Uma visita estranha



 

276 - UMA VISITA ESTRANHA

 

A campainha tocou.

Já é tarde, quase dez horas da noite.

Quem será?

Um assaltante, tentando descobrir se há alguém em casa?

Um pobre, pedindo comida, esmola, um cobertor?

Um entregador de pizza, com endereço errado?

Um vizinho, precisando de ajuda?

Melhor não atender, fazer de conta que a casa está vazia.

Sim, mas se for um assaltante, logo estará pulando o muro e entrará na casa com a maior facilidade.

Se for um vizinho, conhecendo os nossos hábitos, vai  insistir e ficar desconfiado. 

Melhor espiar pelo olho mágico.

Surpresa! É o tio Ernesto!

Aquele tio que depois de  uma briga feia, quatro ou cinco anos atrás, nunca mais deu sinal de vida 

Que isto possa acontecer com os conhecidos, com os amigos, vá lá:

a gente desentende-se,  cansa-se, não se encaixa mais.

Como se achou, se perde; como começou, acaba. 

Mas com parentes, com um irmão de minha mãe, que vinha sempre nos visitar, que era quase de casa,  não parece ser uma coisa correta.
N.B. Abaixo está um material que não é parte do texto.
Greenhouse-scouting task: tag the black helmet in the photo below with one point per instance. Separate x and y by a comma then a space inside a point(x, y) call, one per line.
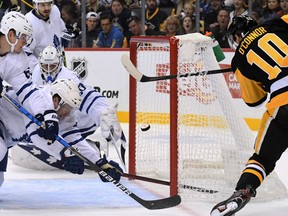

E pior, já nem lembramos mais a razão da briga.

Com ele, está a tia Ambrosina, um pouco mais gorda e mais velha;  e minha priminha,   Corina, que era uma garotinha baixinha,  morninha, sem sal, de uns dez anos de idade. Naquela época, claro.

E agora? O que fazer? Abrir ou não abrir?

E depois de abrir, visto a carranca de brabo, que uso para os que vêm pedir uma “lembrancinha”,  ou uso o semblante alegre, próprio para  véspera de Natal?

Tio Ernesto, com certeza, veio preparado.

O que ele terá em mente? Será que quer recomeçar a briga?

Na certa veio pedir satisfações; quer vingança; quer um ajuste de contas.

Não é à toa que ele trouxe a Tia Ambrosina a tiracolo.

Será que eles estão armados? Não, este é um pensamento muito feio, cínico demais.

E se tiverem vindo em paz? Imagino o embaraço do momento. E as desculpas murmuradas .

 Não, desculpas nunca, ele não é tipo de se arrepender.

Mas nós, também, somos duros, difíceis. Não damos o braço a torcer.

Bobagem de parte a parte. Uma grande bobagem.

Enquanto ocorrem estes pensamentos, o tio Ernesto já tocou  a campainha três vezes.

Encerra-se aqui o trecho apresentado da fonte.